Why does email matter for organizational trust?

As Diana Krieger of Soverin and Els de Jong of BIT explain in dotmagazine, email supports communication, authentication, account recovery, and the exchange of sensitive information. Published by eco – Association of the Internet Industry, dotmagazine highlights how email infrastructure has become part of broader discussions around operational control and digital trust.

Is storing email data in Europe enough to ensure sovereignty?

No. In their dotmagazine article, Diana Krieger of Soverin and Els de Jong of BIT argue that infrastructure location alone does not guarantee control if the provider operates under another jurisdiction. The article, published by eco – Association of the Internet Industry, emphasizes that governance and ownership also matter.

How does the Soverin and BIT model address infrastructure control?

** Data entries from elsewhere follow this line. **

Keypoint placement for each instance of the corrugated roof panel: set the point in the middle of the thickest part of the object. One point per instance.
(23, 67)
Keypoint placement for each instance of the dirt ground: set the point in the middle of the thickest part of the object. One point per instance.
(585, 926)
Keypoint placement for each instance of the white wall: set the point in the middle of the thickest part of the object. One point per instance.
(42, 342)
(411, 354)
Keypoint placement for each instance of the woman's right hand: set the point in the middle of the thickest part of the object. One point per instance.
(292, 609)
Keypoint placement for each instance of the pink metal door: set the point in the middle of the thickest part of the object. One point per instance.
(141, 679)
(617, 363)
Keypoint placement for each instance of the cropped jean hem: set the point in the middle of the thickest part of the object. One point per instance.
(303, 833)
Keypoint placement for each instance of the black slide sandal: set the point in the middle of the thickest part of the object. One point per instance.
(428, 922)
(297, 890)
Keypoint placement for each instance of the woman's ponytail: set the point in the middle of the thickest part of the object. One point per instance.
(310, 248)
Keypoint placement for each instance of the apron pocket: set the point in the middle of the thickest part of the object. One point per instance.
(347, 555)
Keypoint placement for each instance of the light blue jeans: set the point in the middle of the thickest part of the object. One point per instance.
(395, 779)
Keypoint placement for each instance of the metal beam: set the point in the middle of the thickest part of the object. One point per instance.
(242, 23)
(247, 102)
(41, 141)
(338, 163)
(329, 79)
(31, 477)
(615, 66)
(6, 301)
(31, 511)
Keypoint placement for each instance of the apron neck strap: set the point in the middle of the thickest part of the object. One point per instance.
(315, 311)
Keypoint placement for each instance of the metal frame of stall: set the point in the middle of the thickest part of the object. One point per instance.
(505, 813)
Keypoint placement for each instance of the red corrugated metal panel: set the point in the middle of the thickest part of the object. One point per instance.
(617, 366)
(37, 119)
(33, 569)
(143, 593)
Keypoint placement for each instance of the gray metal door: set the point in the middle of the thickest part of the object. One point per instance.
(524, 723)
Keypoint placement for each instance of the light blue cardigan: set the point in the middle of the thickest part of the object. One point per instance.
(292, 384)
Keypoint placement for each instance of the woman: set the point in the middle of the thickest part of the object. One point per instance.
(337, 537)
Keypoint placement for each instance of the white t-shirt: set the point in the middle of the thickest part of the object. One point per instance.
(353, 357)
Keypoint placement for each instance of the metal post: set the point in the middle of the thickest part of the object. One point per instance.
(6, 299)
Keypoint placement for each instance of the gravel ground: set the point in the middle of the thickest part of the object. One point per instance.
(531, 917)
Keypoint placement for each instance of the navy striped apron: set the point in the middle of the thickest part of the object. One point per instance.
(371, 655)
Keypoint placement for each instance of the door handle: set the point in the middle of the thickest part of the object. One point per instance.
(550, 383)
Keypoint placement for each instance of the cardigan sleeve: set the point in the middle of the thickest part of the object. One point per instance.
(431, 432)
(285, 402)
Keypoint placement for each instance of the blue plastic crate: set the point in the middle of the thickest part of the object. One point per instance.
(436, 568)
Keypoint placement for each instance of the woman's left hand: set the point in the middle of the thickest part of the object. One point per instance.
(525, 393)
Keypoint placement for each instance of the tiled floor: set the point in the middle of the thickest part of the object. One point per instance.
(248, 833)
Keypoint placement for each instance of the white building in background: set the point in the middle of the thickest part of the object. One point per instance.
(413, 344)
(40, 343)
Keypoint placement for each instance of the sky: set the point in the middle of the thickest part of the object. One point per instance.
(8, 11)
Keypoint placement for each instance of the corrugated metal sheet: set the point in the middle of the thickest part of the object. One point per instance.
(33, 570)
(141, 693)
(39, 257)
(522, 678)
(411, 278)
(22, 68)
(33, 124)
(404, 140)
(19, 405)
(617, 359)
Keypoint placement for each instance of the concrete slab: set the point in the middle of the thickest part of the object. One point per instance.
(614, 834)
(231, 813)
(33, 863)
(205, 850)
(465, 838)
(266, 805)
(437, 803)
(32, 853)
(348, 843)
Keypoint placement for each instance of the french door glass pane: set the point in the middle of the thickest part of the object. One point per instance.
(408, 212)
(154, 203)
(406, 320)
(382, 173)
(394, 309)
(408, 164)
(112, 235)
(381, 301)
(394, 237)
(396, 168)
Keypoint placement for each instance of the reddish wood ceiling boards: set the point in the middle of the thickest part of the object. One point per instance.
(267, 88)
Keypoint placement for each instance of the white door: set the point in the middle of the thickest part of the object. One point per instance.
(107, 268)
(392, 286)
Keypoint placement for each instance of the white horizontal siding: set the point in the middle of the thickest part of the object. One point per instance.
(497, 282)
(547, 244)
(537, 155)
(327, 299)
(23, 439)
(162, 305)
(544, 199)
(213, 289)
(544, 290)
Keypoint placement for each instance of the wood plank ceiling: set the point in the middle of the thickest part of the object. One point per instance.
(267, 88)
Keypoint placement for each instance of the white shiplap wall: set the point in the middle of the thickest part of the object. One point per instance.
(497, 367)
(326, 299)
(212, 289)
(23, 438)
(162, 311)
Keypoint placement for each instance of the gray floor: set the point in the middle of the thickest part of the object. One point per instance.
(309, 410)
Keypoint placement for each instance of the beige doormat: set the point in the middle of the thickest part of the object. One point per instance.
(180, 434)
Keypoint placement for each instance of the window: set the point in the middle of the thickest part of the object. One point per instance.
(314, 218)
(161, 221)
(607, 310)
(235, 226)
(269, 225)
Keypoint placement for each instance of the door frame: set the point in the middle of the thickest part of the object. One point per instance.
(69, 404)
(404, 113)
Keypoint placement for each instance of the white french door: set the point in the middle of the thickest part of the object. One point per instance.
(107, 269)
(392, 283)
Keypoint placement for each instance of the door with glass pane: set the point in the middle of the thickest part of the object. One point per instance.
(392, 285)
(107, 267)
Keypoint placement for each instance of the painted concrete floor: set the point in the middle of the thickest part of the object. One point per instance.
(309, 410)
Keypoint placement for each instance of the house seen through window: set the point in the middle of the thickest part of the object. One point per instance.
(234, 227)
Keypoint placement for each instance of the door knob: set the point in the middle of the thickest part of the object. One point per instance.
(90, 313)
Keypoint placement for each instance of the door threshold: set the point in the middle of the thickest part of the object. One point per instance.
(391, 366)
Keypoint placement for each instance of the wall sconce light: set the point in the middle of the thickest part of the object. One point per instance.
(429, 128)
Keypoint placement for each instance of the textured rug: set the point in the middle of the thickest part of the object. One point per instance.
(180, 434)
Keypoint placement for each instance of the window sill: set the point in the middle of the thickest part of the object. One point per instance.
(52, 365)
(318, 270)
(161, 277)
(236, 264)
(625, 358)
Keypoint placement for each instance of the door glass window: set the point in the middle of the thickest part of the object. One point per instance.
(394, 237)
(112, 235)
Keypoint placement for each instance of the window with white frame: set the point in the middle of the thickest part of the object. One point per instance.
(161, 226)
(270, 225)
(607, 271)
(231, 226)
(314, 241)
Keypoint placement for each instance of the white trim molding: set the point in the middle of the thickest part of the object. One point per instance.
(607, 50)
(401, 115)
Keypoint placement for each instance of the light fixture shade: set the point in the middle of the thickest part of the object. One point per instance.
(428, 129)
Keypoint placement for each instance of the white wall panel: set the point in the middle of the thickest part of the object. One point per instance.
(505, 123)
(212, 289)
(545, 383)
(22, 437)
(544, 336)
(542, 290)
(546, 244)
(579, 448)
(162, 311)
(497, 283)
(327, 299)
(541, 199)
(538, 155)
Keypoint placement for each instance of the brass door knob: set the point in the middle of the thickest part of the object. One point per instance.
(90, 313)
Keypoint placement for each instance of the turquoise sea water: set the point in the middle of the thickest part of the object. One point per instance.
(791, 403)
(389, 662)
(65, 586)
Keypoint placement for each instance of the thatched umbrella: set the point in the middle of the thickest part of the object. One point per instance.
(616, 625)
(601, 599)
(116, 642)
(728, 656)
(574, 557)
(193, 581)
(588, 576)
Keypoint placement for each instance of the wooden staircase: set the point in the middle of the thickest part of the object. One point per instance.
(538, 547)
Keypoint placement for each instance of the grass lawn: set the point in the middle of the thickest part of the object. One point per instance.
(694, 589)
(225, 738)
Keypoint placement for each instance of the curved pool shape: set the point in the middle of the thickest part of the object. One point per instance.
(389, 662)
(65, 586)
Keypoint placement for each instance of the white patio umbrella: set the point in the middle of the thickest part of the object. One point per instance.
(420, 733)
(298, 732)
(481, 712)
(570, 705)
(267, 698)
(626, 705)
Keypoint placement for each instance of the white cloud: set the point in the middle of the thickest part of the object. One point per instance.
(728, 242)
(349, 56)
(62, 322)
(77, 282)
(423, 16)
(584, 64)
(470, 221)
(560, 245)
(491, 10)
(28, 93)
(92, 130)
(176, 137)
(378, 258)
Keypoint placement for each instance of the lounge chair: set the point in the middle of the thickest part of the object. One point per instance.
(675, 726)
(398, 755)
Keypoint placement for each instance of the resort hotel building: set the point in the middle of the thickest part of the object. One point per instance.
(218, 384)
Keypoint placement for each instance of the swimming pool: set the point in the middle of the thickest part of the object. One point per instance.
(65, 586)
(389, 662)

Diana Krieger of Soverin and Els de Jong of BIT describe a model in which mail flow, domain management, hardware, data center infrastructure, and network operations are aligned under Dutch ownership and jurisdiction. In this dotmagazine article from eco – Association of the Internet Industry, this approach is presented as a way to make accountability and control more demonstrable across the full stack.

Please note: The opinions expressed in Industry Insights published by dotmagazine are the author’s or interview partner’s own and do not necessarily reflect the view of the publisher, eco – Association of the Internet Industry.